If you are looking into the idea of getting a budgie, you might prefer a certain gender over the other. Or perhaps you already own a budgie but don’t know their gender. In this article, I will help you determine whether your (future) budgie is male or female.
What indicates their gender
Luckily, in most cases, you can quite easily determine a budgie’s gender yourself, without needing the help of a vet. There’s also no need to thoroughly examine their body to find the part that tells you what gender they are. All you need to look at is their cere. If you are new to budgies, you probably don’t know yet what a cere is yet. The easiest way to describe it: it’s their nose. When you look at your budgies face, you will see two round pieces of skin right above their beak. In the centre of them, you will find their nostrils. This area of their face is known as the cere. The cere is always free from feather growth, and therefore easy to find. Once you have located your little friends’ cere, you can (in most cases) determine their gender based on the colour of the cere.
Light blue or pink
If your budgie has a light blue or pink cere, it means they are still young. Light blue and pink are known as the baby cere colours. When your budgie is around 12 months of age, their cere will start to change into its adult colour. You might think that a pink cere indicates your budgie is a girl because people tend to associate pink with girls and blue with boys, but for budgies, it’s exactly the other way around. A light pink cere indicates your budgie is a boy, and his cere will change over time to a dark blue colour. If your budgie has a light blue cere AND has white around the nostrils, they are most likely a girl.
White or brown
A white or brown cere indicates that your budgie is an adult female. At the age of around 12 months, a female budgies cere will take on a creamy white colour. At some point, you might notice her cere getting brown and crusty. This is nothing to worry about. It simply indicates that she’s broody (ready to breed). In the wild, this will most likely happen during the springtime. But in captivity, it may occur during any time of the year. This is because a budgies inner clock is based on the days getting longer or shorter. Once there are more hours of daylight, it means spring is beginning. Inside our houses, because of our artificial suns called ‘lightbulbs’, all days seem to be the same length to your budgie.
Dark blue or blue
A dark blue or blue cere indicates that your budgie is an adult male. Around the age of 12 months, their baby pink cere will slowly start to turn blue. Just like the females’ cere changes from white to brown with the seasons, a males cere will change as well, although this change is much less obvious. A broody male will have a blue cere, which turns to a darker blue once mating season is over. Like I explained in the paragraph about females’ ceres, budgies in captivity don’t have a specific mating season due to the lack of change in their daylight hours.
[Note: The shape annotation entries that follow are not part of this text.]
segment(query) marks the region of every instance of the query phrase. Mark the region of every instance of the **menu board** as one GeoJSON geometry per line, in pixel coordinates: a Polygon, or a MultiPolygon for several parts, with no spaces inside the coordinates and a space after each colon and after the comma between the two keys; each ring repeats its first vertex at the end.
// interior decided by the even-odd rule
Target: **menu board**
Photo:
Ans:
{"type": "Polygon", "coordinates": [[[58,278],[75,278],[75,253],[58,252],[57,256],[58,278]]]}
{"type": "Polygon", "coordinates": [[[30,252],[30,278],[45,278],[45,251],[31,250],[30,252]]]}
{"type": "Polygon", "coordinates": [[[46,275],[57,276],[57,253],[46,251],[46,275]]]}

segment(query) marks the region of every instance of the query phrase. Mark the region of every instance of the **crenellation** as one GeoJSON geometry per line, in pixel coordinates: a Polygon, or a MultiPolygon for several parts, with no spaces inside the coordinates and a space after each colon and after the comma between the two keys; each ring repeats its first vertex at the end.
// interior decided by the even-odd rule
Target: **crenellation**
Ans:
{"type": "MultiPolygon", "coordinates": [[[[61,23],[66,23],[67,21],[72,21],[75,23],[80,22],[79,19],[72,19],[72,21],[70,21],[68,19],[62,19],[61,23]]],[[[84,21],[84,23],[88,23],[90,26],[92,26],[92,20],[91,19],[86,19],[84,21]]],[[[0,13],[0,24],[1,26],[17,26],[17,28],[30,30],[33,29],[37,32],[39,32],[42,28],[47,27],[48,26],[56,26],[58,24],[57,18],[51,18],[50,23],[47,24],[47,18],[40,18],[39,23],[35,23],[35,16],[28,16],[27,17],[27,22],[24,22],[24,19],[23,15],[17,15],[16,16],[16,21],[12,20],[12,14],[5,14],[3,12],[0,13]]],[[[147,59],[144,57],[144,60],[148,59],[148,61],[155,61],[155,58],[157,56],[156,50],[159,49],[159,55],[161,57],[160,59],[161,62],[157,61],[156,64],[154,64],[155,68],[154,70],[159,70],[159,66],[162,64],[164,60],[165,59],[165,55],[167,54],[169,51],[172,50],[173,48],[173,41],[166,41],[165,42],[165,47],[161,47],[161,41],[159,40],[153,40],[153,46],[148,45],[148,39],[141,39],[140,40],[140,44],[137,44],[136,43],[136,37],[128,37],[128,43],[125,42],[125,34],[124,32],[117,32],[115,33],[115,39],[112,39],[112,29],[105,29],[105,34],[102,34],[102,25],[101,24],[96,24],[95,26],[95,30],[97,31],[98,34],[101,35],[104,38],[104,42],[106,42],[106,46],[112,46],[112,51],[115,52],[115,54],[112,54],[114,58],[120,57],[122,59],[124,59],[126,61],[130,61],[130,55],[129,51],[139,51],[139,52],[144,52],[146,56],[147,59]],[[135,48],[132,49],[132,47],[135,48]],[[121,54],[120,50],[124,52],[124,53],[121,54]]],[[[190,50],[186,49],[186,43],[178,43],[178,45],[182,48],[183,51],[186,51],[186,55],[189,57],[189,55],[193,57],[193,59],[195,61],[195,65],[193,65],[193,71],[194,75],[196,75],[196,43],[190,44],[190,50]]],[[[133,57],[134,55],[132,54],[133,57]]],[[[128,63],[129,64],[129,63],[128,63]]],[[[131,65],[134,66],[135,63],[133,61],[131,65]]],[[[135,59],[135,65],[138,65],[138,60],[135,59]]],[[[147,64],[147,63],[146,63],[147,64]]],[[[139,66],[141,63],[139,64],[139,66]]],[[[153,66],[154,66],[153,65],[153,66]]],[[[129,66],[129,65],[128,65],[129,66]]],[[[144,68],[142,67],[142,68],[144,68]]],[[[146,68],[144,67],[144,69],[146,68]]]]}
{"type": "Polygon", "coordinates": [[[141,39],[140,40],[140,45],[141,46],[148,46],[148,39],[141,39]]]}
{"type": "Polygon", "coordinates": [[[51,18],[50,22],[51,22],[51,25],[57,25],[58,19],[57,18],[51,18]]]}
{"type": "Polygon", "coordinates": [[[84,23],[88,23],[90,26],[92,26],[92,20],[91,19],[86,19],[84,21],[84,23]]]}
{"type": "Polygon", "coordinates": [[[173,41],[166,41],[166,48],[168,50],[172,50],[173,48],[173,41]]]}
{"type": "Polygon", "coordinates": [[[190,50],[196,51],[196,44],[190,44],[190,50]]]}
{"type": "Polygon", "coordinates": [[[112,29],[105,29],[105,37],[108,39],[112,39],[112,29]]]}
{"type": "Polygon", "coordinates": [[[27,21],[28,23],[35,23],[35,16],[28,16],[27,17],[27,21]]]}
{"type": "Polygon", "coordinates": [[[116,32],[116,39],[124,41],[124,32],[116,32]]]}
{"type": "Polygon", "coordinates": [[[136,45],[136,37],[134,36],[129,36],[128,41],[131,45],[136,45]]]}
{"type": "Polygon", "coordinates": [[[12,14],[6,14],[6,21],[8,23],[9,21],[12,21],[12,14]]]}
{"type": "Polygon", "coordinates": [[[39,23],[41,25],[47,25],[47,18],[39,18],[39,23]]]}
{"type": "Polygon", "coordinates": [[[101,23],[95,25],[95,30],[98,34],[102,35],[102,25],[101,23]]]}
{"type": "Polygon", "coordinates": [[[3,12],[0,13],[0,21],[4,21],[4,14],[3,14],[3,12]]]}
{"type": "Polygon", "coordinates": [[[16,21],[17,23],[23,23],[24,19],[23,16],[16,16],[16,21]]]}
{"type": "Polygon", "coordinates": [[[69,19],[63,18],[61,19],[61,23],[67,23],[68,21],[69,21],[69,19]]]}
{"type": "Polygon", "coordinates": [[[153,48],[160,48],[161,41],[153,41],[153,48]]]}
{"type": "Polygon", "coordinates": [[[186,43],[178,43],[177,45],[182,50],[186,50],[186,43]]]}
There are always exeptions...
For some budgies, it’s not as easy, or even impossible to identify their sex by looking at their cere. The best-known example of this is an albino budgie. Due to the lack of colour in their genes, their cere will appear white, even when they are still young. In some other colour mutations, the cere will not be as vibrant of colour as well. If your budgie falls into this category and it’s important to you to know their gender, you can always have a DNA test done by an avian vet. This is also an option if you are still in doubt about your budgies gender after trying to sex them by looking at their cere. A DNA test is always the most reliable option compared to using the colour of their cere to identify their gender.
Hopefully, I was able to help you sex your budgie by writing this article. Now that you know your budgies gender, it might help you choose a name for your little friend, or understand certain gender-specific behaviours.